Now, some will object, reasonably enough, that all of the Trump-critical candidates account for only about 11 percent of the primary vote according to recent polling. Less than ideal. But in our time, politics is a game of inches. Even supposing that the GOP nomination is no longer in play, the last two national elections were decided by 80,000 votes in 2016 and 44,000 votes in 2020. If just a small fraction of Republicans, to say nothing of independent voters, are dissuaded from supporting Trump because of the pending trials, it would make all the difference. A recent New York Times poll showed that 25 percent of the GOP electorate is not open to supporting Trump. Among that 25 percent, 49 percent think Trump is a criminal, and 29 percent (or about 7 percent of all Republican respondents) would vote for Biden over Trump in 2024.
Is that enough to keep the disaster of a second Trump term at bay? Probably not, because the structure of the Electoral College requires that the Democrat score at least a four point victory to prevail.
In our polarized information world, with millions getting only news that is politically palatable, it’s excruciatingly difficult to convey basic facts. But trials, especially trials that will dominate every single news outlet, are probably the one way to penetrate those hermetically sealed bubbles. As inconceivable as it seems to viewers of CNN and readers of the New York Times, millions of Americans do not know a fraction of the offenses Trump committed. And while millions won’t care, a saving few may. Through the trials, some who are currently in ignorance will learn facts that will disturb them.
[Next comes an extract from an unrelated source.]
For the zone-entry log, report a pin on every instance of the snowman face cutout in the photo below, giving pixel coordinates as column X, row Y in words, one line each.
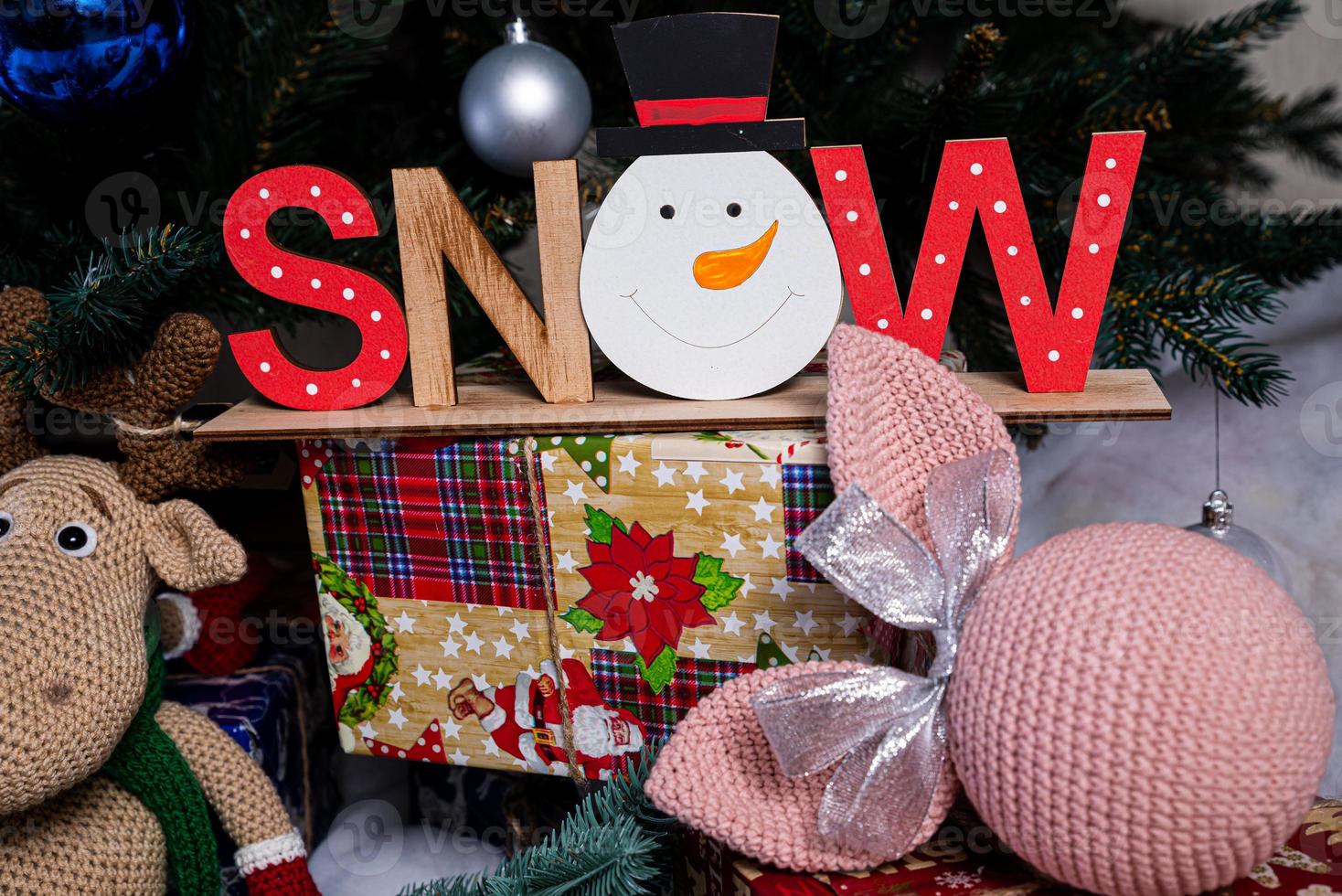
column 710, row 275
There will be no escaping the cataract of facts that will fill the airwaves in the coming months, and while spinners will work overtime to explain it all away, their task will be more challenging when there is testimony from Republicans and cross examination and sworn oaths. Our justice system is by no means perfect at revealing truth, but it’s far superior to social media or cable TV. If just a few tens of thousands of Americans in key states have their minds opened to new information, it could be enough to avoid an unthinkable outcome in 2024.
So we must strap in and prepare to play our part, mindful of the stakes, and welcoming a new ally in the battle for truth—the courts.